What New York City Can Teach Us About Health Care
New York is now, as it has been since the 1850s, a multicultural city, a global city, and the archetypal city for our nation and world. Indeed, New York City is a laboratory for exploring human potential, and its history demonstrates that the more varied the cultures, the more exciting and successful the outcome.

And just as New York's diversity lures people with its vitality and the promise of a better life, so will a more diverse workforce strengthen our nation's healthcare system, making it more relevant and responsive to the needs of society.

Strengthening Dentistry Through Diversity: The Path Forward

If we accept the idea that diversity is essential to dentistry's ability to thrive, the question becomes: What must we do to achieve it? To find the answer, let's look at diversity in dental education.

Figure I shows the trend in the percentage of underrepresented minorities in US dental schools. The percentage of underrepresented minority students increased slightly from almost 10 percent in 1984 to almost 12 percent in 2007.

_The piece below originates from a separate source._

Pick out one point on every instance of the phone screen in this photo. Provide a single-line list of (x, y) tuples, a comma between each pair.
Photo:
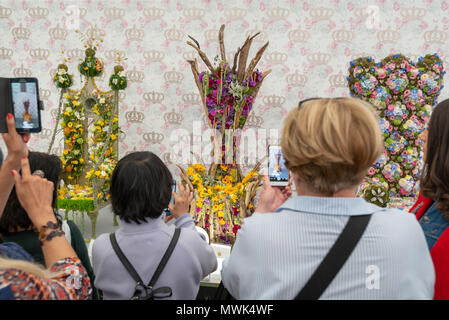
[(173, 187), (24, 96), (277, 171)]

But these percentages are misleading. Two dental schools, Howard University and Meharry Medical College, account for a large percentage of African-American dental students. If these two schools are omitted, only 9.6 percent of dental students in majority schools are from underrepresented minority populations.

Because of changes taking place in the larger environment, dental schools face a number of challenges in recruiting more underrepresented minority students. First, underrepresented minority recruitment programs are relatively expensive, and most dental schools are experiencing significant reductions in federal and state funds. To make up for these losses, most schools have raised tuition, leading to large increases in student debt and, in turn, to fewer students from lower-income families.

Second, the number and quality of applicants has increased substantially in the past 20 years, making it much more competitive to get into dental school; and third, most schools have relatively few underrepresented minority students or faculty and may not have a supportive internal environment for students of color.

To meet these challenges, dental schools need to have a clear mission statement that values diversity; formalizes a commitment to recruit minority students and faculty; and pledges to establish and support effective core recruitment programs.


In terms of specific schools, Baylor University School of Dentistry has done an outstanding job in recruiting minority students. Close to 40 percent of Baylor's entering class is made up of minority students. Other dental schools with exemplary minority recruitment records include the University of Michigan, University of Illinois-Chicago, the University of California at Los Angeles, and New York University. The records of these schools demonstrate that successful underrepresented minority recruitment programs require administrative leadership, supportive faculty, adequate resources, and effective management of core recruitment programs.

Although progress toward increasing diversity in dentistry has been slow, there is now a national effort underway to create a more diverse pool of applicants and dental school students. Importantly, this effort has the full support of the dental academic and practice communities. Moreover, America has never been more diverse, vibrant, and well positioned to take on this challenge. For all these reasons, I think it is fair to say that the prospects for a profession that looks increasingly like America have never been better.